Can a Trader Time the Stock Market?
Understanding stock market timing is a tough proposition, because you have to be a stock market expert to truly understand the complexities of stock market timing. In fact, there are many money experts who would say “stock market timing” is little more than gambling, so even the experts don’t agree on the advantages and disadvantages of market timing.
With that in mind, I’ll try to give you a basic understanding of the principles of stock market timing and what its proponents (and opponents) believe it can do for you.
What Is Stock Market Timing?
Often called simply “market timing”, stock market timing is the making of buy/sell decisions on financial assets by predicting future market prices. This prediction might come from a technical analysis of market trends or a fundamental analysis of market trends, but the idea is that you are making buy/sell decisions based on your analysis of the aggregate market and not on your analysis of a particular company’s stock or financial assets.

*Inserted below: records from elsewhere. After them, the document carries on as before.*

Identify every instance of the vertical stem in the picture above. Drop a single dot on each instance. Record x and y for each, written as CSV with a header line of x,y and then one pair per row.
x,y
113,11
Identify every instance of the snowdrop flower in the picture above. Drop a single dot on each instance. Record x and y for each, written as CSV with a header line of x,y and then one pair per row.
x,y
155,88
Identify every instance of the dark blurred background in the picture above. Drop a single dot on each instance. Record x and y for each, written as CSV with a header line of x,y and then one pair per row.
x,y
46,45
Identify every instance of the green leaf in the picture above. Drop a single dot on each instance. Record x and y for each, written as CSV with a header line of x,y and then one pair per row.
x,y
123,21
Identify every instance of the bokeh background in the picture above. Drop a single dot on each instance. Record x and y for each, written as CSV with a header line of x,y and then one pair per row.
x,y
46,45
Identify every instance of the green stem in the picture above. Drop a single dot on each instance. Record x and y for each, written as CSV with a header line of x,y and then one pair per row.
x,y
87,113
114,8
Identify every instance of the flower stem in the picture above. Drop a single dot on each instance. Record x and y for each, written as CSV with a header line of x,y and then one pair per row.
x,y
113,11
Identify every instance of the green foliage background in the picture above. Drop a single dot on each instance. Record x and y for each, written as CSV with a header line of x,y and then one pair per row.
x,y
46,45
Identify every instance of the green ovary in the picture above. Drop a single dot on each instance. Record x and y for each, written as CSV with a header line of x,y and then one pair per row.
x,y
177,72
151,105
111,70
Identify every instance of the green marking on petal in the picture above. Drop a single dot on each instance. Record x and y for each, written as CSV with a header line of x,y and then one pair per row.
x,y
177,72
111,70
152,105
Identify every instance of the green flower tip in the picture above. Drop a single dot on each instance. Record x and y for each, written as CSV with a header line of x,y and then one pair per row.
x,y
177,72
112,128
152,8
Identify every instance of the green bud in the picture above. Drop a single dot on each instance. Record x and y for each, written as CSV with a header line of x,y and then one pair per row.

In essence, stock market timing is based on predicting bubbles and the bursting of bubbles in the market. Someone using stock market timing tries to predict a bear or bull market and then buys or sells assets based on those assumptions.
The “market timing strategy” is usually opposed by stock traders who advocate or practice “buy and hold” strategies. These traders tend to buy stocks in companies they believe are sound (or better put, have undervalued stock) and then hold these stocks over a long period. Buy-and-hold stock traders will “reposition” themselves occasionally, but they seldom get involved in day trading.
Pros and Cons of Stock Market Timing
Proponents of stock market timing would argue that all stock trading is based on an analysis of which way the broader market is heading. They argue there’s nothing strange about a market timing strategy and that a strategy based on analysis of the financial resources available for investment along with investor confidence has its place in stock trading.
Opponents of stock market timing, on the other hand, argue that bubbles can last for years, just as economic downturns can do the same, and therefore trying to predict when bubbles burst is pointless, if not hazardous. They would argue that one should spend one’s time analyzing particular companies, to see whether that company is sound or not and to see whether their stocks are undervalued or overvalued.
Stock Market Timing Studies
Studies done in the 2000s indicate that investors are more likely to buy high and sell low, which tends to be in direct contradiction to the stock market wisdom that you sell high and buy low. That is, the studies show that people are more likely to buy when buying is happening and more likely to sell when prices are dropping. Instead of bubbles tending to burst quickly and downturns tending to turn up quickly, traders on the stock exchanges tend to follow the herd.
That is, stock traders aren’t rational all the times. Stock market timing suggests that people will follow the rational path and therefore market timing experts can make money by predicting rational readjustments of the whole market. These studies would seem to show that market timing is not the soundest of strategies to employ when stock trading.
Understanding Stock Market Timing
Once again, since the recognized experts of Wall Street cannot agree on whether stock market timing is a viable investment strategy, I won’t give a definitive judgment here. The current Big Recession would indicate that purely rational markets do not exist.
At the same time, it appears that small-scale investors are discouraged from trying to time the markets by their brokerages, while the same brokerages execute market timing strategies for the benefits of larger, institutional clients. This would indicate that market timing does have a place in market strategy, though the conflict of interest inherent in this dichotomy and the role of the retail clients in upholding markets while the institutional clients time out have not been fully explored or explained.
In the end, the data is incomplete. Whether the stock market can be “beaten” by stock market timing or instead by anything other than luck is still a matter of controversy.
Timing the Stock Market in My Own Opinion
Personally, I believe a really skilled analyst can time the stock market, but that person has to understand the underlying condition of the economy, the general level of money resources left to invest and the collective consciousness of the stock market trading community. In other words, the analyst has to be able to analyze the general state of the economy, while also being a master of collective psychology.
Even then, stock market timing isn’t a sure thing, because as irrational as one human mind can be, history has shown that the collective human mind can be even more irrational. Studies have shown that people are more likely to do things and take risks in large groups that they would never do as an individual, while it’s a common belief that just the opposite is true.
Therefore, rationality does not always command the money markets. Predicting irrational behavior becomes much more difficult than predicting rational behavior, because it’s by definition an irrational exercise. Careful study might show what is most likely to happen in the near future, or almost certain to happen in the far future, but that does not mean a certain collective reaction is sure to happen in the near future.
Therefore, stock market timing remains more of an art than a science.
That being said, there are genius artists in all different fields of human endeavor, so it’s not out of the realm of possibility that a genius artist of stock market timing exists out there.
If you’re just jumping into the stock market and you think you’re going to be able to time the stock market, though, don’t try. Applying a buy-and-hold philosophy is the more rational way to approach your stock market portfolio.